“I have Bligh’s own account of the mutiny, ‘Delano’s Voyages,’ my father’s logbook, with his entry therein in his own handwriting, dated, as I now remember, February 8, 1808—Lady Belcher’s book, ‘The Mutineers of the Bounty’—and numerous letters and newspaper publications.
“If you would like a copy of my father’s journal entry, I shall have great pleasure in transcribing it, and sending it to you. I may as well say in advance that he, as a shipmaster, shared in the general feeling of the world, and shipmasters especially, against the ‘arch-mutineer,’ Christian.
“The history of your island will long, I may say always, be a wonder. During the sixty years that I remember it, it has been a wonder, and it will continue to be, as wonders do not decrease in interest. Three-quarters of a century have gone into the great ocean of time since Captain Mayhew Folger discovered the colony, and the interest in the history of the island is unabated. The island cannot be mentioned without exciting a wonder even in the mind of the unlearned, as to the history of the colonists, their present status, and, indeed, all that concerns them.
“In connection with the truth concerning the colonists, there has been a great deal of error and nonsense published. Blackwood’s Magazine is not free from being a participant in setting afloat most senseless statements, which were about twenty-four years since repeated in this country. There are very few living who can enter into the spirit of Pitcairn’s history, and, what is to me most singular and unaccountable, a large number of would-be historians are engaged in uttering most senseless pretensions to correct the history of the island, from the arrival of the Bounty until the arrival of the Topaz—a period of twenty years when nothing was known, nor could be known, of the island, nor was known until the arrival of the Topaz in February, 1808.
“You, undoubtedly, have had access to the account of the mutiny by Captain Bligh, also to ‘Delano’s Voyages,’ published in 1817, in which are two letters from Captain Folger, one to Captain Delano, and one to the Lords of the Admiralty, R. N., and which was received by them through Rear-Admiral Hotham, who, in 1813, was, I think, in command of the English blockading squadron on our coast in the War of 1812.... It was through Rear-Admiral Hotham that my father sent the Azimuth compass, and within five years last past I have noticed in some publication (I cannot state what one) that Her Majesty’s navy had obtained the Bounty’s chronometer, which was taken from my father at Valparaiso when his vessel was confiscated by the Spanish governor of Chile when he reached the South American Coast, after having visited Pitcairn’s Island.
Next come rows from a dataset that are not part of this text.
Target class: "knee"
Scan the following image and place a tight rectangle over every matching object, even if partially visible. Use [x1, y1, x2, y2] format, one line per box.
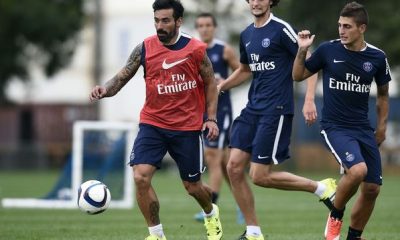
[133, 172, 151, 190]
[347, 163, 368, 183]
[361, 183, 381, 200]
[226, 161, 245, 180]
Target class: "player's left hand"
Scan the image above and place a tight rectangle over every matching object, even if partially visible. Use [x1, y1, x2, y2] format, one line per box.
[375, 129, 386, 146]
[303, 100, 318, 126]
[201, 121, 219, 140]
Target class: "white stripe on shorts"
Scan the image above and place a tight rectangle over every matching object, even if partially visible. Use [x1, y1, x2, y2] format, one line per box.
[218, 113, 229, 149]
[321, 130, 344, 174]
[272, 115, 285, 164]
[199, 134, 206, 173]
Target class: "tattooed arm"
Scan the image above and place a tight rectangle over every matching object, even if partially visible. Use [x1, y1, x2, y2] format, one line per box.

“As your grandfather, Mr. Buffett, mentions ‘Delano’s Voyages,’ I suppose you too have read that, in many respects, curious book. In the main, the portion which refers to my father is correct. Captain Delano visited my father at Kendal in 1817.... In reading Mr. Delano’s book you will find a letter to the Lords of the Admiralty dated at Kendal.... If I were to write a history of the island, I could give a chronological statement that would be in order and critically correct, as I think I have in my library every date from the discovery of the island in 1767, by Captain Cartaret, of H. B. M. ship Swallow, to the present time....
“Since writing the foregoing, I concluded to copy all the entries from my father’s logbook in which the island is mentioned....
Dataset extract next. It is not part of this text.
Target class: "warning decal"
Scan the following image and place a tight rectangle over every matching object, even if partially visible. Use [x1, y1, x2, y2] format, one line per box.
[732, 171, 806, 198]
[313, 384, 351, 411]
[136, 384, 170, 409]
“‘Ship Topaz, of Boston, Mayhew Folger master, on a sealing voyage to the South Pacific Ocean, 1808.
“‘Saturday, 6th February.—First part light airs at east, steering west by south, half south by compass. At ½ past on P. M. saw land bearing southwest by west half west. Steered for the land with a light breeze at east, the said land being Pitcairn’s Island, discovered in 1767 by Captain Cartaret in his Britannic Majesty’s sloop Swallow. A 2 A. M. the isle bore south two leagues distant. Lay off and on till daylight. At 6 A. M. put off with two boats to explore and look for seals.